On November 4, 2003, sources confirmed that one terrorist had been killed but the two others could not be identified. While investigation was on to identify the two, civilians again approached the Army to provide assistance in identification of the two buried civilians, to which the Army provided necessary assistance as per the orders of DC, Udhampur, and the bodies were thus exhumed.
The Army was in no way involved in killing and burying civilians as alleged.
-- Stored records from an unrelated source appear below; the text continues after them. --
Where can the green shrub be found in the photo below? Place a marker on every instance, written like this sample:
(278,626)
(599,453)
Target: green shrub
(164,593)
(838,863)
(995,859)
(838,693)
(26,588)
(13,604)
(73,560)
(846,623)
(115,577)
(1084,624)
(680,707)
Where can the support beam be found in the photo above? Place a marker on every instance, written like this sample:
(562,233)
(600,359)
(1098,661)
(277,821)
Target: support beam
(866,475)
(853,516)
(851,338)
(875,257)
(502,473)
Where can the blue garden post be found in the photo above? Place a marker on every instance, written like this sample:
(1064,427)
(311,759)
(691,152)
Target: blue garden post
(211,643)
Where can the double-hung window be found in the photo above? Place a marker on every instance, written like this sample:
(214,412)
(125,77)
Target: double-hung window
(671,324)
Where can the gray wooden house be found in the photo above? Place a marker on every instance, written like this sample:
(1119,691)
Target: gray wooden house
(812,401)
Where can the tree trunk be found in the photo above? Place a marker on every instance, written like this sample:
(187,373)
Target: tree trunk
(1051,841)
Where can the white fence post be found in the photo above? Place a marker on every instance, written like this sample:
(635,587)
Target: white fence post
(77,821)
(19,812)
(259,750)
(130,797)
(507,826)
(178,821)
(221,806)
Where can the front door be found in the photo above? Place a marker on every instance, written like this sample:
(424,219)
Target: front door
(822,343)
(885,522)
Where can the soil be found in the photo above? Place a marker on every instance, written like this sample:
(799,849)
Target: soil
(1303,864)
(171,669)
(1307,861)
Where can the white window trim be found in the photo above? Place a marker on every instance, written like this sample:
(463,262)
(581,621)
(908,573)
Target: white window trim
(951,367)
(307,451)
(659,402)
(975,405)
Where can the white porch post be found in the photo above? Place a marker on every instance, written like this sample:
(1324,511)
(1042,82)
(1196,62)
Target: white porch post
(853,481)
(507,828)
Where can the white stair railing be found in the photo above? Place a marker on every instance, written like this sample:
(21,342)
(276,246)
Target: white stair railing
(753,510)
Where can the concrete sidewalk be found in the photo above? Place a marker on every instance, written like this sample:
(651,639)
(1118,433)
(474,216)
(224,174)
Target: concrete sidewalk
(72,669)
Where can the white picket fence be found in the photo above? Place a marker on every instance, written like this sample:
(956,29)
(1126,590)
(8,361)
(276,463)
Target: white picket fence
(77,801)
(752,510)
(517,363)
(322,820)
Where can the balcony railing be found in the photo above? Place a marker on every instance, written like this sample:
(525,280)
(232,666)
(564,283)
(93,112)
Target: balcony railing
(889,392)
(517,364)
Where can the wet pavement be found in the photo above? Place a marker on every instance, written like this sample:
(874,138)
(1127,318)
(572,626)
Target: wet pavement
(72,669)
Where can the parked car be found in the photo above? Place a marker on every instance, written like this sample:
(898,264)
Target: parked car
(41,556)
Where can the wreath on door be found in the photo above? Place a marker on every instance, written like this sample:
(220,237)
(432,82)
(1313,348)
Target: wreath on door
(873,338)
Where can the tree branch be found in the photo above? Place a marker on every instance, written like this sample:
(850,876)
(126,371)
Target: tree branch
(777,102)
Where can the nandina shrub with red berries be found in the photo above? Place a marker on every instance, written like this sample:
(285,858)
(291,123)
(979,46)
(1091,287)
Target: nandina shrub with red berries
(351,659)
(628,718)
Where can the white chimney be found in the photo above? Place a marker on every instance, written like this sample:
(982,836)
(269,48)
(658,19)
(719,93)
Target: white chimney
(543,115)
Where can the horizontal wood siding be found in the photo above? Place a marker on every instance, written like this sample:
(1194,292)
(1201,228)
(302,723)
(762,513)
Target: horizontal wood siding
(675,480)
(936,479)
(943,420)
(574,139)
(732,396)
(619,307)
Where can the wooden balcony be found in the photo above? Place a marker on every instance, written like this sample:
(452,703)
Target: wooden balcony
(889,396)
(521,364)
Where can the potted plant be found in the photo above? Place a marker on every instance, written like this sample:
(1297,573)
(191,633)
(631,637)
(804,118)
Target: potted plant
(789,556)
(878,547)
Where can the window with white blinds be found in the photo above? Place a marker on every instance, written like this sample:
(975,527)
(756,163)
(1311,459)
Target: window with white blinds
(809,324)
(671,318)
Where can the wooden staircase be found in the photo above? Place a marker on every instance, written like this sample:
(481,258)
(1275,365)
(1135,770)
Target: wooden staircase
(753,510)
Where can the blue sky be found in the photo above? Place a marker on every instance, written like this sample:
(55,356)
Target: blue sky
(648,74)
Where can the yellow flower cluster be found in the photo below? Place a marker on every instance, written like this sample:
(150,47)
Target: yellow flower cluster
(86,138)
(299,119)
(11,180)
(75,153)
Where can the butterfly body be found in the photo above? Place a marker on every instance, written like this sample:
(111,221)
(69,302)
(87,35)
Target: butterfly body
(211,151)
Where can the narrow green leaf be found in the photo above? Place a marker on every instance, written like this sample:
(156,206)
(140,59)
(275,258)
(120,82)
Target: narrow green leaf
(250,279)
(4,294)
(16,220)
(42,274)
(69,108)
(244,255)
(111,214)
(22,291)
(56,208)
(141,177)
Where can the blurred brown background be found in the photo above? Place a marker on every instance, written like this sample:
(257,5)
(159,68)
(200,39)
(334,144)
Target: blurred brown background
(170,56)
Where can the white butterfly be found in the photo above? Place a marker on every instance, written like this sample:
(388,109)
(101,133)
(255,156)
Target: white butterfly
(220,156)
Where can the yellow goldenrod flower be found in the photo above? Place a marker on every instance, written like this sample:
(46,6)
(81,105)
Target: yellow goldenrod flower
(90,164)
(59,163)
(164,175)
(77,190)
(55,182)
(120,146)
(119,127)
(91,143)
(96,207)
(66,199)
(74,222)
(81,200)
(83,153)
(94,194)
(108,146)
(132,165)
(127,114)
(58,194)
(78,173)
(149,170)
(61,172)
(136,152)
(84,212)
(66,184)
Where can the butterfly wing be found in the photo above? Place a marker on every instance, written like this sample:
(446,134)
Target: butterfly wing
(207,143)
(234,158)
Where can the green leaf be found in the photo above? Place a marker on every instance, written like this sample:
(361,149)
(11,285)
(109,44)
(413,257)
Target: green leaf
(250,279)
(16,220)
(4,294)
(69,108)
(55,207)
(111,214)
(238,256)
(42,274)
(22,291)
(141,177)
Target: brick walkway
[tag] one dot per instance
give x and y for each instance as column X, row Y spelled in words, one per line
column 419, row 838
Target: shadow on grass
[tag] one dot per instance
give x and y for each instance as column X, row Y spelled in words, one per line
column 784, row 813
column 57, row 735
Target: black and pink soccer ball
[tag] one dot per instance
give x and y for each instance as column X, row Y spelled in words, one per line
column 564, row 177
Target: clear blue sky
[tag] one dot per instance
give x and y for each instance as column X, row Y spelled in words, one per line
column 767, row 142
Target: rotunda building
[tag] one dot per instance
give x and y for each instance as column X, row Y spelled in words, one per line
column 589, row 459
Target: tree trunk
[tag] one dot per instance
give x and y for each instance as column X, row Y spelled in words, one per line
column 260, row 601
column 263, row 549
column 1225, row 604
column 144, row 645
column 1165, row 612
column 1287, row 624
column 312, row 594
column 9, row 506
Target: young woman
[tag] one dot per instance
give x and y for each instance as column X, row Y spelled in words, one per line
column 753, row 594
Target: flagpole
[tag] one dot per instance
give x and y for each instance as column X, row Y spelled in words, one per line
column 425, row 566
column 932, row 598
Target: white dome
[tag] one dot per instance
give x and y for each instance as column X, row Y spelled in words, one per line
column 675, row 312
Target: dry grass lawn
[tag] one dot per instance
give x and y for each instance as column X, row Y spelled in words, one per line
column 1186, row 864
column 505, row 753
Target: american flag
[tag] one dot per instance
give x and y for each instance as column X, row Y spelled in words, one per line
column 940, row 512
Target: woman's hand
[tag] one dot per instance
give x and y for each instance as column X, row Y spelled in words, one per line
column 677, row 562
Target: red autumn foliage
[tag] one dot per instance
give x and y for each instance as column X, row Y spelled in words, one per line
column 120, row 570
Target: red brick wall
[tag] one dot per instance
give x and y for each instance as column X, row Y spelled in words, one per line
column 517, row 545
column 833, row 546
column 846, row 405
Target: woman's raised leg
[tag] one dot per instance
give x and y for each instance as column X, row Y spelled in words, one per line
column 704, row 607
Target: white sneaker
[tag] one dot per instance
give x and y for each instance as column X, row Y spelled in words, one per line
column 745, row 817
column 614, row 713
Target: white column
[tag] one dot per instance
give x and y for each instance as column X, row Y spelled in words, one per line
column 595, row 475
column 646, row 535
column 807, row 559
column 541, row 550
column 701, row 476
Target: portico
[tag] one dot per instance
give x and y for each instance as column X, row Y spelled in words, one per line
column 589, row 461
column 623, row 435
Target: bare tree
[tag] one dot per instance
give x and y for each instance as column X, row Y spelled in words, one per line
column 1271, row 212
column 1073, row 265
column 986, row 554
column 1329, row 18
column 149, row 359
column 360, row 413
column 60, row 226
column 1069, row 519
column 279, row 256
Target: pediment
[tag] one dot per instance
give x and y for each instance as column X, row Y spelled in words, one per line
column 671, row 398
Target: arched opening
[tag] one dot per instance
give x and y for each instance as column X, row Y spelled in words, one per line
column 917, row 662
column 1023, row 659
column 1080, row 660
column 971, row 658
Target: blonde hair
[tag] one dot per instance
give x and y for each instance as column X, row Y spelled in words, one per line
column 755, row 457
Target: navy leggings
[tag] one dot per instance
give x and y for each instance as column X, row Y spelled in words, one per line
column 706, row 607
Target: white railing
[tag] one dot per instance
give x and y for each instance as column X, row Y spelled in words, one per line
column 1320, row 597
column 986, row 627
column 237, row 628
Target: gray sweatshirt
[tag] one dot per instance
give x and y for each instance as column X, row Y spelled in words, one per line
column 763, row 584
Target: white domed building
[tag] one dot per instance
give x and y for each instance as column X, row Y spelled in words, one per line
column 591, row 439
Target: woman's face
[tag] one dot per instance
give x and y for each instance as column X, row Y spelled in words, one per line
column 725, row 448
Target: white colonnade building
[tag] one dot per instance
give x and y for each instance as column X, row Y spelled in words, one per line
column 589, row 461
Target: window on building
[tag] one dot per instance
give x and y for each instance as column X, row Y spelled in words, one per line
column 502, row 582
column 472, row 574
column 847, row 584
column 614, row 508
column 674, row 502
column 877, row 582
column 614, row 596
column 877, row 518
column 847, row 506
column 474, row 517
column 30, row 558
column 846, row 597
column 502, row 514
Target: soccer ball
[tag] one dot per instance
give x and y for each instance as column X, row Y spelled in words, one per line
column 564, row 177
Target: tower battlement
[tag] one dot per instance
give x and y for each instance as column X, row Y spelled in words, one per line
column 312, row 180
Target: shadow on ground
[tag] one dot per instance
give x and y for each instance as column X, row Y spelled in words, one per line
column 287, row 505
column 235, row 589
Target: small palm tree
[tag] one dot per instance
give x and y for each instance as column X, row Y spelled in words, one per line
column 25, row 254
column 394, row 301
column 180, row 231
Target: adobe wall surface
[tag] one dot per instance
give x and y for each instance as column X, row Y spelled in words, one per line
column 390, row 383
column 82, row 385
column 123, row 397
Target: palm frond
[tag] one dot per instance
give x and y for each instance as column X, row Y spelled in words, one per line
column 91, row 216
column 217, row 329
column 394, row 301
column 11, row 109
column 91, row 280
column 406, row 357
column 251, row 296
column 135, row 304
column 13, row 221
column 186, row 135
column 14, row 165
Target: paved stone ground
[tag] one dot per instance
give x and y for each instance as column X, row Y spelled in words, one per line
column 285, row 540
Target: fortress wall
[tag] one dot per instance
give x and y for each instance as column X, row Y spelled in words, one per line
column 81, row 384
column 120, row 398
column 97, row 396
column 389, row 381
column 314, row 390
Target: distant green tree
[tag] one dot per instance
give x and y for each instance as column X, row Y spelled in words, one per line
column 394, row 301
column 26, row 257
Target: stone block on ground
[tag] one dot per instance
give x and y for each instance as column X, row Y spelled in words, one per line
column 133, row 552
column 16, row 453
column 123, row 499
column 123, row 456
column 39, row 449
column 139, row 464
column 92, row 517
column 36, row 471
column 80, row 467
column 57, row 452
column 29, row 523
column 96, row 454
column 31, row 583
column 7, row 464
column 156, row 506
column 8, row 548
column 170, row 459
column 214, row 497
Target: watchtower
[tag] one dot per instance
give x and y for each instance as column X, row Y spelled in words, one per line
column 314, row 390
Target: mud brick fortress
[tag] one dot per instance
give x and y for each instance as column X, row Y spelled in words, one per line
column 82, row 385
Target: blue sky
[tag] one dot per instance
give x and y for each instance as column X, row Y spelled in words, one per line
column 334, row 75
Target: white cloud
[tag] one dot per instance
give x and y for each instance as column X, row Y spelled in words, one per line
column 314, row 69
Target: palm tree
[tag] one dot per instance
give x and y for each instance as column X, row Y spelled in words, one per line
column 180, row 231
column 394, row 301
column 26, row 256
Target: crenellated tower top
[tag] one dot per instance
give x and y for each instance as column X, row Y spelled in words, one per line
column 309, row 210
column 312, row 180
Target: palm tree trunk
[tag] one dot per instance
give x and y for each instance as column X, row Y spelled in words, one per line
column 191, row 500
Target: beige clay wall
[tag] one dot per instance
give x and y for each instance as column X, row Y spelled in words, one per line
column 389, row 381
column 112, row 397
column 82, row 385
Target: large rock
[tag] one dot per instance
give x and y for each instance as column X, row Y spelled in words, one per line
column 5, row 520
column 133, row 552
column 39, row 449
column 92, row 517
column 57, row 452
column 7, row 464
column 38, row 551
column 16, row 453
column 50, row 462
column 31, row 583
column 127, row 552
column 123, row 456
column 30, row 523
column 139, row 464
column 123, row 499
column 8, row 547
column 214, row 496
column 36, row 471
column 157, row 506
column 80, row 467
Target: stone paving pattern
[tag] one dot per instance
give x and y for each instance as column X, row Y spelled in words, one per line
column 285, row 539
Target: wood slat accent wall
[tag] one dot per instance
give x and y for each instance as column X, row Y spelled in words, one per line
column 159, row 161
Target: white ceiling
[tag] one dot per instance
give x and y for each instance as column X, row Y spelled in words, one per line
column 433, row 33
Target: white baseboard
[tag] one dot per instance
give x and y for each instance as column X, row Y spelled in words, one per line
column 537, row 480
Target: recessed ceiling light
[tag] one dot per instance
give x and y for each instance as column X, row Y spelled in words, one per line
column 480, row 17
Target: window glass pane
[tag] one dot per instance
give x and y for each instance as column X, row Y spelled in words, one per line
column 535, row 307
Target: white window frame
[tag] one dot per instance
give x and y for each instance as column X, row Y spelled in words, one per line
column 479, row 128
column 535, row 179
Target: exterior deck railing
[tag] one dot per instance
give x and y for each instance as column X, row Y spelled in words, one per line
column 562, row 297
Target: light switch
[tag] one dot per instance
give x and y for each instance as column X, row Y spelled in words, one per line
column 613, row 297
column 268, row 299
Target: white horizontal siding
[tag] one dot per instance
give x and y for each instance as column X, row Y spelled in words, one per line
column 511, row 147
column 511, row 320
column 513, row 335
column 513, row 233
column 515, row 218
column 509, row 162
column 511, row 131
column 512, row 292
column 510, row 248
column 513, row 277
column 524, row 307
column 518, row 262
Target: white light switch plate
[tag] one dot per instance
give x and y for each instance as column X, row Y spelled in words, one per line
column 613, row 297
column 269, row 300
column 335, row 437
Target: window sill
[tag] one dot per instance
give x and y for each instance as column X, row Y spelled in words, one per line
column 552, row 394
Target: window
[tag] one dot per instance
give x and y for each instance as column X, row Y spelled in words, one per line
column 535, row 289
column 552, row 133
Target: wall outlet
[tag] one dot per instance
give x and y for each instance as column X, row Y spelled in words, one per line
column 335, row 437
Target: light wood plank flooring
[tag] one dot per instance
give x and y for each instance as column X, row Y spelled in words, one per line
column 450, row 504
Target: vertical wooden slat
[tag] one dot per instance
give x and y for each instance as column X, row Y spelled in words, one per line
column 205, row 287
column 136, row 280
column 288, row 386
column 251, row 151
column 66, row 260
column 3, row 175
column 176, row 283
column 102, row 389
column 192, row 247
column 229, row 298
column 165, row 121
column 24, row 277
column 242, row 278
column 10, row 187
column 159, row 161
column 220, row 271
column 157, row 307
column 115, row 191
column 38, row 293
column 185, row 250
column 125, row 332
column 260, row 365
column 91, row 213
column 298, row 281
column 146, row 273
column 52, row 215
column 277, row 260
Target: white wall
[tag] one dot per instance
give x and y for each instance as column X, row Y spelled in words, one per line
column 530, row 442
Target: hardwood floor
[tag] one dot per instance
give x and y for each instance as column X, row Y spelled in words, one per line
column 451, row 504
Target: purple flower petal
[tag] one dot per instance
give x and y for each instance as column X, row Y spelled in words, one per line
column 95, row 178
— Colonel Anil Shorey, (PRO) Army Directorate of Public Relations, Ministry of Defence, New Delhi
Arun Sharma replies:
To say that the Army was in no way involved in the killing of civilians in Gool is either an attempt to conceal facts or the PRO has been misled by the unit concerned. In fact, Additional Commissioner (Revenue) Abdul Hafiz, who has been assigned by Deputy Commissioner Ashok Parmar to hold a magisterial inquiry into the killing of civilians, had issued notices to officers of 19 Madras and local villagers of Dehda (Gool) asking them to appear before him at his office in Udhampur on November 19 to explain their position in the case.
The villagers, including close relations of the deceased, had in a written complaint to the Assistant Commissioner (R) on November 8, 2003, alleged that the two civilians—Abdul Majid and Abdul Karim—were picked along with some other villagers from their respective houses by a party of 19 Madras on the morning of November 3.
The PRO says that after the encounter, the bodies were taken to the nearest Mahore police station for identification. But the fact is that the militant and two civilians were killed in the forest area of Dehda and then taken to Jamsalan, which is at least 50-60 km away. While Dehda falls in Gool tehsil, Jamsalan is in Mahore tehsil. How could people of Jamsalan identify the bodies of people who actually hailed from Dehda in Gool tehsil?
It is also incorrect to say that troops were conducting investigations to identify the deceased as villagers of Dehda had been holding a dharna in front of the office of the Gool tehsildar since November 5—the day both the civilians were buried at Jamsalan.
It was only after the Deputy Commissioner, Udhampur, ordered a magisterial inquiry on November 8 that the bodies were exhumed next morning. This was done in presence of officers of 19 Madras and villagers.